In architecture as in so many things these West Indian territories have a mother country fixation, and – compare Rotterdam with any new British town – the results continue to be as disastrous for the British territories as they are happy for the Dutch. Federation Park in Port of Spain is an example of tastlessness which is almost like cynicism; so too are the buildings of the University College of the West Indies in Jamaica. Paramaribo, on the other hand, has half a dozen modern public buildings of which any European city might be proud. But these buildings suggesting the metropolis are incongruous in the heat and dust and afternoon stillness. For Paramaribo is provincial. Paramaribo is dull.

I had a little provincial excitement on my first morning, when I was awakened by a military band. The small procession of white and black soldiers in white, and black policemen in chocolate, passed three times in the street below. The streets never offered anything like that again. In fact, very little happens in the streets of Paramaribo after midday. Because of the heat offices and shops open at seven in the morning and close for the day at half past one. As a result, everyone goes to bed early, and throughout the morning people are to be seen eating in offices.

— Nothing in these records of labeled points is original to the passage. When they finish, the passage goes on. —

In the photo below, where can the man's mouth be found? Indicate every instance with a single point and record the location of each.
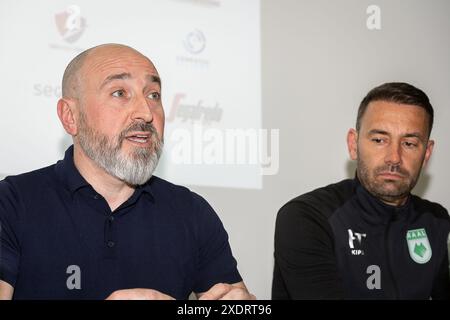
(391, 175)
(141, 138)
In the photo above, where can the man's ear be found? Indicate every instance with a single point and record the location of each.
(66, 110)
(428, 152)
(352, 143)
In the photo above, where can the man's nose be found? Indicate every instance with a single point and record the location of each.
(142, 110)
(393, 155)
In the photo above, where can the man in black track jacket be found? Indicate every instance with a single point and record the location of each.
(369, 237)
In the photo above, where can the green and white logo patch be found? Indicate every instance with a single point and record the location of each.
(418, 245)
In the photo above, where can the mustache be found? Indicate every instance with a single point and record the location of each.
(139, 126)
(392, 169)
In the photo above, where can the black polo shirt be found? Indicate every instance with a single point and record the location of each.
(60, 240)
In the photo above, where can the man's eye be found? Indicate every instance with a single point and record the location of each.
(410, 144)
(118, 93)
(154, 96)
(377, 140)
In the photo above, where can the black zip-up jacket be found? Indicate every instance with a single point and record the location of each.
(340, 242)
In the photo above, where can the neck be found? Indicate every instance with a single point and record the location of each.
(114, 190)
(397, 202)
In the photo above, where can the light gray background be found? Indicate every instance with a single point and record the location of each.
(318, 61)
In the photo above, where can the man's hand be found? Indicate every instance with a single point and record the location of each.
(225, 291)
(138, 294)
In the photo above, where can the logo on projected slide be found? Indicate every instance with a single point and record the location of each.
(70, 23)
(193, 56)
(193, 112)
(195, 42)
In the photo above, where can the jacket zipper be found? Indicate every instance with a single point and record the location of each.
(386, 245)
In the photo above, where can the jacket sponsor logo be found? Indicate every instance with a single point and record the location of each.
(352, 236)
(418, 245)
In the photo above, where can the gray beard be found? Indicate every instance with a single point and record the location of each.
(135, 169)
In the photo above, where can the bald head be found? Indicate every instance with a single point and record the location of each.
(72, 78)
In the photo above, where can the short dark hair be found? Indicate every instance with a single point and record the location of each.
(398, 92)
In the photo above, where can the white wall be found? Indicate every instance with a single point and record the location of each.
(318, 61)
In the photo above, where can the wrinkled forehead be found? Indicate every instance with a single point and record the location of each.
(102, 62)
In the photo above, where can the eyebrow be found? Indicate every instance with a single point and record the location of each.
(407, 135)
(127, 75)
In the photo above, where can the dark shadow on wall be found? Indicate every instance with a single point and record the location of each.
(419, 190)
(65, 142)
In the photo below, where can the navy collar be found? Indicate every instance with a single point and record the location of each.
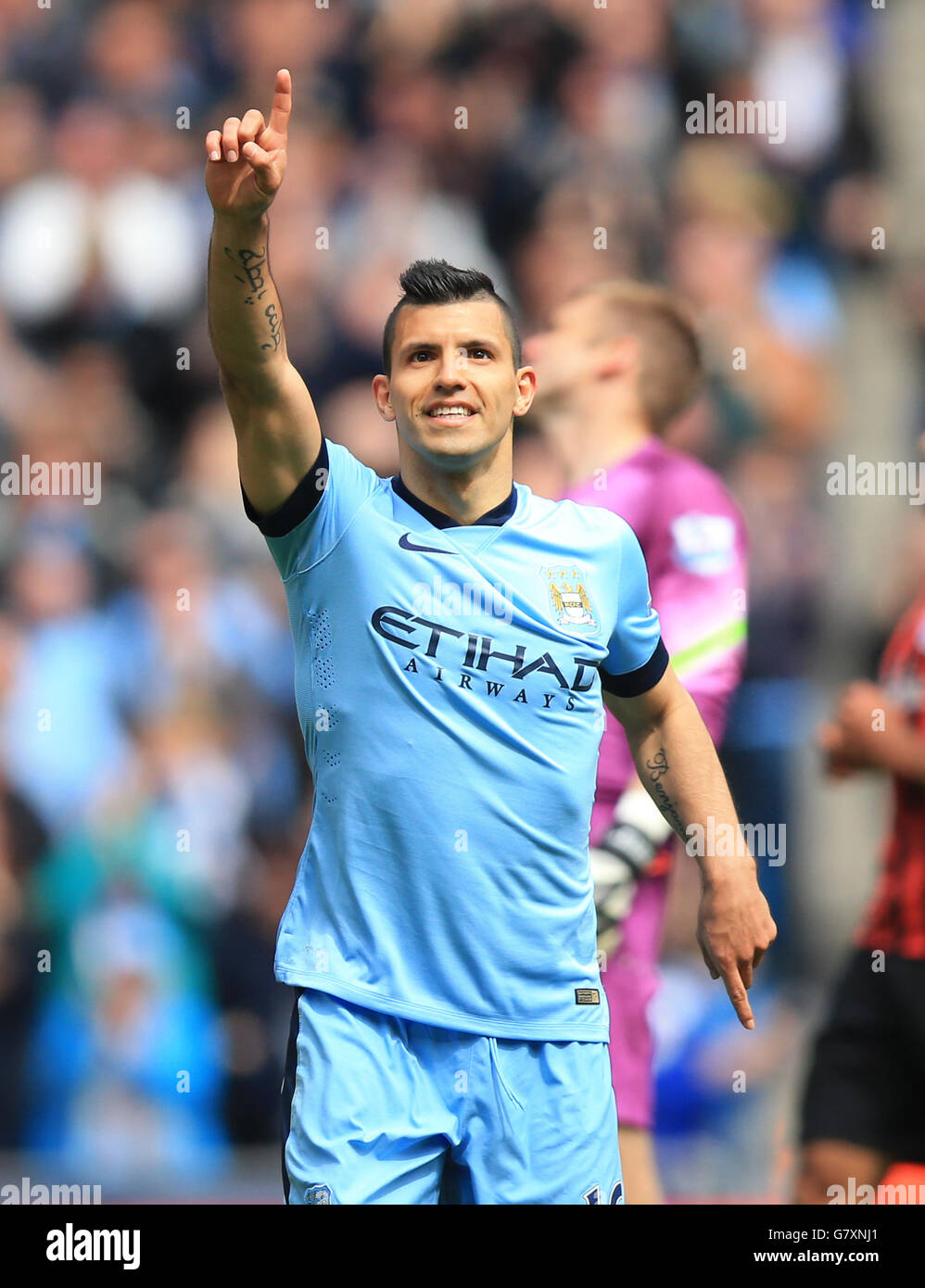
(492, 518)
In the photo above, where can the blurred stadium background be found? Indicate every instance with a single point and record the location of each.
(154, 796)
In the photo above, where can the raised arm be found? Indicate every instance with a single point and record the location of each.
(278, 436)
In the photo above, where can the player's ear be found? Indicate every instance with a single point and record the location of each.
(526, 384)
(382, 393)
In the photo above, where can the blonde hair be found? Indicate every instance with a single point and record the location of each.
(671, 366)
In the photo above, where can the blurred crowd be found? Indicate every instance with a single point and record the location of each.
(154, 796)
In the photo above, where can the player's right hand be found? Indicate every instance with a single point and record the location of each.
(247, 158)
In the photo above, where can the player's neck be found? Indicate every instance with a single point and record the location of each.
(464, 496)
(601, 442)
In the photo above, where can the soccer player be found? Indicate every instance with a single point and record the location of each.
(617, 365)
(862, 1103)
(449, 1037)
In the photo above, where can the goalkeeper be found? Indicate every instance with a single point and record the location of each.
(618, 363)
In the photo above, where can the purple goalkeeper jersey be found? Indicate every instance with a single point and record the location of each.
(694, 544)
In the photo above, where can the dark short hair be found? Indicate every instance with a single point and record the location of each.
(433, 281)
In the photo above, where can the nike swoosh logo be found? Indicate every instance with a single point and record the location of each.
(406, 544)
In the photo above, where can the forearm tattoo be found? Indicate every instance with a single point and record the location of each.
(250, 270)
(657, 768)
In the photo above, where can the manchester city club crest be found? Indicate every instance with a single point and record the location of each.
(568, 597)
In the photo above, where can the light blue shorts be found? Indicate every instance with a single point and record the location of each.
(377, 1109)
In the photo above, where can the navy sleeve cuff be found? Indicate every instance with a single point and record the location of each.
(297, 506)
(644, 677)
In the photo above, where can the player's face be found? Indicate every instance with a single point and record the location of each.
(567, 356)
(453, 390)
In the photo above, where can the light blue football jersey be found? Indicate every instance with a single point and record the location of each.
(449, 686)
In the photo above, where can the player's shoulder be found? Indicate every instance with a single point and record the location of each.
(577, 521)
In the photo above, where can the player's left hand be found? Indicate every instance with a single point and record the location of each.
(734, 928)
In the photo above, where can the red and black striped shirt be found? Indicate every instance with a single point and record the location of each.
(895, 918)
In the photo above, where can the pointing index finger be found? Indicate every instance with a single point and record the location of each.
(283, 102)
(739, 997)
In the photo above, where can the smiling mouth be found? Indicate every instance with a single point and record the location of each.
(451, 415)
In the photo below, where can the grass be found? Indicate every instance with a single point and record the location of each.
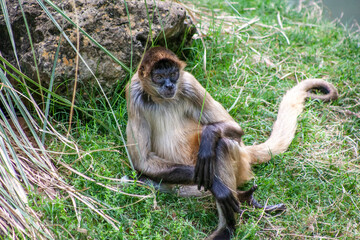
(255, 51)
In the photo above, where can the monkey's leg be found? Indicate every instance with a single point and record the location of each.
(247, 197)
(226, 171)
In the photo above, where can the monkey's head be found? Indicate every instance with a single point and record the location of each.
(159, 73)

A roof garden had been opened on the new Radio Apintie building. It was a club, Corly said; but as a foreigner I would be admitted without any trouble. There was no trouble. We were welcomed by the barman, who had no other customers and was glad of our company. We looked over the silent city. At the back of most private houses, grand and not so grand, there were whole ranges of ancillary buildings: the big house and tenants, in one yard: a relic of slavery, which was abolished here only in 1863.

‘What,’ Corly asked, ‘do the Surinamers do when they are doing nothing?’

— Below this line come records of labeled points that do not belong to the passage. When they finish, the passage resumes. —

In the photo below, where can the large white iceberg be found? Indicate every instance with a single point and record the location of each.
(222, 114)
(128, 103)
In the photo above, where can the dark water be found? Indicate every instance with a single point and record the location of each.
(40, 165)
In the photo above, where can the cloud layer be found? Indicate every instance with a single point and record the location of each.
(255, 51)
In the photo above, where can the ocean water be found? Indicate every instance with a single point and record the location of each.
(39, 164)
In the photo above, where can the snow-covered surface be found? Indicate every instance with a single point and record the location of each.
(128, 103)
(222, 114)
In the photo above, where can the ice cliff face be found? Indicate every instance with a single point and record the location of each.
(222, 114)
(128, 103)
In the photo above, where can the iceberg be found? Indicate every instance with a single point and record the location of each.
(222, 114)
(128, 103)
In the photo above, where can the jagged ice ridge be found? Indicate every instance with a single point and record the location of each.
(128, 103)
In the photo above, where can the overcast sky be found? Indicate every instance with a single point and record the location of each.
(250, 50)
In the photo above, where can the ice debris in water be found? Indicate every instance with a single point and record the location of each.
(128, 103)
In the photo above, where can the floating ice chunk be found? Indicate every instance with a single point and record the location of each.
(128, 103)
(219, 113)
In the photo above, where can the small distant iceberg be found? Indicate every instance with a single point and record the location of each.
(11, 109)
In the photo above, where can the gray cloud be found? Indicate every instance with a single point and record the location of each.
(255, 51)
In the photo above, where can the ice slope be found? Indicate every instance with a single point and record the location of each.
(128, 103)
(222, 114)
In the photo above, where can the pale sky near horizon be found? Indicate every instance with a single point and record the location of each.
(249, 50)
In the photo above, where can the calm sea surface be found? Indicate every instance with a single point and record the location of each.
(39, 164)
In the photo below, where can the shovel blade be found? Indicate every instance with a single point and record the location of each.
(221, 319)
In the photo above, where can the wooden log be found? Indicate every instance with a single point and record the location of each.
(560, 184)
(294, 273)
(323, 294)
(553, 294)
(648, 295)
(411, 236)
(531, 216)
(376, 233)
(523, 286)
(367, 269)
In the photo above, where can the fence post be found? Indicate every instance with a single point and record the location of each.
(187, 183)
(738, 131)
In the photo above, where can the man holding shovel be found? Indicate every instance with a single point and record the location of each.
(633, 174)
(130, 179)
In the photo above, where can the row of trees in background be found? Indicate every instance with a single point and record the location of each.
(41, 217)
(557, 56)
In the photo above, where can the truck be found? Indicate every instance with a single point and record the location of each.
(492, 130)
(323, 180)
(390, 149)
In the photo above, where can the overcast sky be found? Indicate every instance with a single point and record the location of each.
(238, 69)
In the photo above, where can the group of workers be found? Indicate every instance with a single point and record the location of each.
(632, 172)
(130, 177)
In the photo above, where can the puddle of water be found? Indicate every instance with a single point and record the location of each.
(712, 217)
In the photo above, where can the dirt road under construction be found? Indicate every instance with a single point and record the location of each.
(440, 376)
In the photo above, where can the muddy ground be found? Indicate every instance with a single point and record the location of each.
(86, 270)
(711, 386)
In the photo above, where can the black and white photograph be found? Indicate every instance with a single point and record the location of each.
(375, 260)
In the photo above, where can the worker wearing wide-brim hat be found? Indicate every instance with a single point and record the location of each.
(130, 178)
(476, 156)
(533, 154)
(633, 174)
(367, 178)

In Georgetown I had longed for the liveliness of Port of Spain. Now I longed for Georgetown, and the people of Paramaribo told me I didn’t know what dullness was: I should go across the border to French Guiana.

The C.I.D. Man.
I had met the Inspector of the C.I.D. Special Branch in one of the fine new banks where I was disadvantageously changing my British West Indian dollars for guilders. He invited me to visit him at headquarters, and when I did so I found him in a small white office which was full of newspapers from various West Indian territories. The Inspector read these newspapers diligently. His concern was the security of Surinam and it was his duty to study political trends in neighbouring territories. He was going to British Guiana to ‘observe’ the elections.